Hopefully these points help a software programmer or two faced with this dilemma. The ideal outcome of a program understanding effort is to get a completed set of documentation, both inside and outside the code. However many times its not feasible because of time and budget constraints. My personal opinion is that the organization needs to at least budget for internal commenting of the code. The programmers given the task of understanding code should also be charged with commenting it. This can be done incrementally, the programmer adds suitable comments in the modules that she is targeting. If this is not done then the knowledge discovered in this process remains in the minds of people, but may be that is a good thing because it generates jobs for other programmers in a few years !!

How to be a Better Debugger

One of the complaints I have had with my computer science education is that I was never taught to debug code. Writing code is one thing, but getting it to work is another! Also it is interesting that our curriculum never emphasizes understanding existing code either. And more interesting is the fact that this has not changed in the last fifteen years. There are a whole bunch of new things added to the computer science subjects, but the required emphasis for debugging is still missing. I believe it is an extension of one of the human traits - we learn well how to speak but never to listen well :).
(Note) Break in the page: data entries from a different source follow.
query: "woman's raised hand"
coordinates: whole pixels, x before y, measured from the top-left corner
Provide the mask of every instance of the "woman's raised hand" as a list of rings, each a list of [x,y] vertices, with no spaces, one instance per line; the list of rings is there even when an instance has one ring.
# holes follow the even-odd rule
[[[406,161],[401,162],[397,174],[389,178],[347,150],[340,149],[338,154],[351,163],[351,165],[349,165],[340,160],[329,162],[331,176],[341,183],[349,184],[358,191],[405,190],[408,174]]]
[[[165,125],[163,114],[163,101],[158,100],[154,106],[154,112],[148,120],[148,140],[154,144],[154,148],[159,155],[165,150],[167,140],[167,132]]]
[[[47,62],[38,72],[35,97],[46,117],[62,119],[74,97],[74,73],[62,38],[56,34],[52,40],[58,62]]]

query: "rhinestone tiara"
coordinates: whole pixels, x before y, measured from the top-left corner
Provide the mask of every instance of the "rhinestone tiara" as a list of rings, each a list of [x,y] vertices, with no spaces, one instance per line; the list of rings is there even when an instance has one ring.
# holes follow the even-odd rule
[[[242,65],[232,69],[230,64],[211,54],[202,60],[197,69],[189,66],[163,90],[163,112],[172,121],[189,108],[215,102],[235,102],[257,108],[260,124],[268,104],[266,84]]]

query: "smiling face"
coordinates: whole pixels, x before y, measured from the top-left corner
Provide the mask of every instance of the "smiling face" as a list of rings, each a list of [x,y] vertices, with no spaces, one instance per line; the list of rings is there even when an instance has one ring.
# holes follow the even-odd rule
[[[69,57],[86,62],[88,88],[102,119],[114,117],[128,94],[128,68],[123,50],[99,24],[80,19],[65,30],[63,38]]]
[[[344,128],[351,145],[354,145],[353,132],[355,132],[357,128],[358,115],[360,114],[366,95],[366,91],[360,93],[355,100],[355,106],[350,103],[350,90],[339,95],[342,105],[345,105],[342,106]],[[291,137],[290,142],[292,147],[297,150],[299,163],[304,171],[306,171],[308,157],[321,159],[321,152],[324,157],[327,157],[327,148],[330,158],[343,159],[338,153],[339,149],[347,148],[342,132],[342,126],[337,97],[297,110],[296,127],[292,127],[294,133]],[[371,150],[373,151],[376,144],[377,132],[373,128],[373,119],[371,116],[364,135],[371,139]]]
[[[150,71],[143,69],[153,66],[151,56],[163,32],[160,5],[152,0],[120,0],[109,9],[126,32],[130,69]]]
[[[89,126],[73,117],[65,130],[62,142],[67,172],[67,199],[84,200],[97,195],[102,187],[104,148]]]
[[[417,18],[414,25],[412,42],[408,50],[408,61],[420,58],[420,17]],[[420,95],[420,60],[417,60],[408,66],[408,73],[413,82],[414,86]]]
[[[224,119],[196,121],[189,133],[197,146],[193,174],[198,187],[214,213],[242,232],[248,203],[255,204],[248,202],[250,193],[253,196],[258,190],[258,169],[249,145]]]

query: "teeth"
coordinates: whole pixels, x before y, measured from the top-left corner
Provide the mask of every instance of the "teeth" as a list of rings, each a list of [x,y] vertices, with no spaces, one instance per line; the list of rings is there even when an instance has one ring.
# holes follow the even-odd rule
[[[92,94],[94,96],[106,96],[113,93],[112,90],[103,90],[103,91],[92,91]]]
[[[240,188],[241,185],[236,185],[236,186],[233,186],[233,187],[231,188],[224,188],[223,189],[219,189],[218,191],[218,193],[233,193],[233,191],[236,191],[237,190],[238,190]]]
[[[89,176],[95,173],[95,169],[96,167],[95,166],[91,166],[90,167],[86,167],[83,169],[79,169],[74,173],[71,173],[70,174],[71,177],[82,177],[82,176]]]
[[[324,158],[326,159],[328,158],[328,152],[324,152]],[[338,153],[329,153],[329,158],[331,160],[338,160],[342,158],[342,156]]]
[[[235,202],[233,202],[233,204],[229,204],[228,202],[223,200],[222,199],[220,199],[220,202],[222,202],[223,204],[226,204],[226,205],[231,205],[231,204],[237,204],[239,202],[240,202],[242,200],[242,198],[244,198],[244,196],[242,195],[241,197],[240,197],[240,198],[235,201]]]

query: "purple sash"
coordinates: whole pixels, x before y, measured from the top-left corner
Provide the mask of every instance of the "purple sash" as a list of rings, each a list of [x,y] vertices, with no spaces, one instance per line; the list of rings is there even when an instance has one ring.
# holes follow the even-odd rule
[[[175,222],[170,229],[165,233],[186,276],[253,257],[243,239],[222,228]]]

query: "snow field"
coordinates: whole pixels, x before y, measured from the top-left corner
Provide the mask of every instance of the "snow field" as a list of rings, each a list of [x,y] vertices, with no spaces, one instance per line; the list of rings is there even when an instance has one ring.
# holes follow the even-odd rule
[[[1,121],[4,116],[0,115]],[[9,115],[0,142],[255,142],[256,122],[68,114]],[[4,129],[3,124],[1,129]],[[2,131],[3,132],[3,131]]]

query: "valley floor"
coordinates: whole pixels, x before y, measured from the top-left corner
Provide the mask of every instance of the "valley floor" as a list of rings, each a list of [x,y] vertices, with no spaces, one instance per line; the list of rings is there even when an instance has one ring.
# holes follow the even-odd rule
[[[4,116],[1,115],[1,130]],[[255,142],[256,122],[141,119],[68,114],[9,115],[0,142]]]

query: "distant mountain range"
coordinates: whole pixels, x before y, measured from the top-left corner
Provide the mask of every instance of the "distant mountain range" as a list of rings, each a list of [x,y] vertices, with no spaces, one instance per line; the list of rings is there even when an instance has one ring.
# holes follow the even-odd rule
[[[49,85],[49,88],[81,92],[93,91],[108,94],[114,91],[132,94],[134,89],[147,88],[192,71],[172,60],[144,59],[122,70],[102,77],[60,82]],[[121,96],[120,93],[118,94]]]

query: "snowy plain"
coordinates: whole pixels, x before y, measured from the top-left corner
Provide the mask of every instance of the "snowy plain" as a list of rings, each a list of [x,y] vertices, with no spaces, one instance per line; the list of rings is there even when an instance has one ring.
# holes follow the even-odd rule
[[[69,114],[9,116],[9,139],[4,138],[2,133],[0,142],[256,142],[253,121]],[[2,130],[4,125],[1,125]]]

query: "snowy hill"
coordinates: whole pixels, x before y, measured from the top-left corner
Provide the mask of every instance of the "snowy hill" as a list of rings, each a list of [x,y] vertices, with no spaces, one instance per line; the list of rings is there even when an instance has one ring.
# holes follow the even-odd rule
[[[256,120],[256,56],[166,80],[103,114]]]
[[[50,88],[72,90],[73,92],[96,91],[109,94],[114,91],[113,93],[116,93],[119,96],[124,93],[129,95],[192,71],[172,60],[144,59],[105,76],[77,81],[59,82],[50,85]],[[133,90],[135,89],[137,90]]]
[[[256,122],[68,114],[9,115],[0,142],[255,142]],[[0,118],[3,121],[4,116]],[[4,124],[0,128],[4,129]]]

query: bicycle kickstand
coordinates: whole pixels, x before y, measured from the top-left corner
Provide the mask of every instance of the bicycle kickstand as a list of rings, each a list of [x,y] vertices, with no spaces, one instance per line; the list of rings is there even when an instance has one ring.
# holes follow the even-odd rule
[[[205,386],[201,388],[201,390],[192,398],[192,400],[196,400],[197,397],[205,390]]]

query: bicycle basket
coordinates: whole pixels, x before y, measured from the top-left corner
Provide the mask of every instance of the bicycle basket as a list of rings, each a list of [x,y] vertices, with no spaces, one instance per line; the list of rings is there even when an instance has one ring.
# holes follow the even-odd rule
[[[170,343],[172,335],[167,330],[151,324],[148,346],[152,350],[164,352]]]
So I thought I will write bit about how one can get good at debugging code. As I said its like learning to listen well. The easiest way to debug code is to ensure that the bug does not get introduced in the first place! The focus of this article is not to talk about sound programming techniques so I will not talk about that and many times you are fixing someone else's code. Assuming that enough care is taken to start with, there still will be bugs. This article is about how to find them. Even today after all the advances in compiler technology debugging is a tough art. However that is reason enough to motivate many people to do better debugging.

Before we jump in, I want you to think about why defects are introduced in software in the first place. If you look at it there can be about 10-15 different reasons. Some that jump to mind are "Developer does not understand requirements well", "Developer does not understand the underlying platform well", "Plain old mistakes" and so on. If for every bug one finds if it can be classified in one of these categories, it will help teams to avoid them in the future. Overall my point is that defects are good opportunities to learn about whats happening in the code and around in the team. I will address the debugging process in the following bullets.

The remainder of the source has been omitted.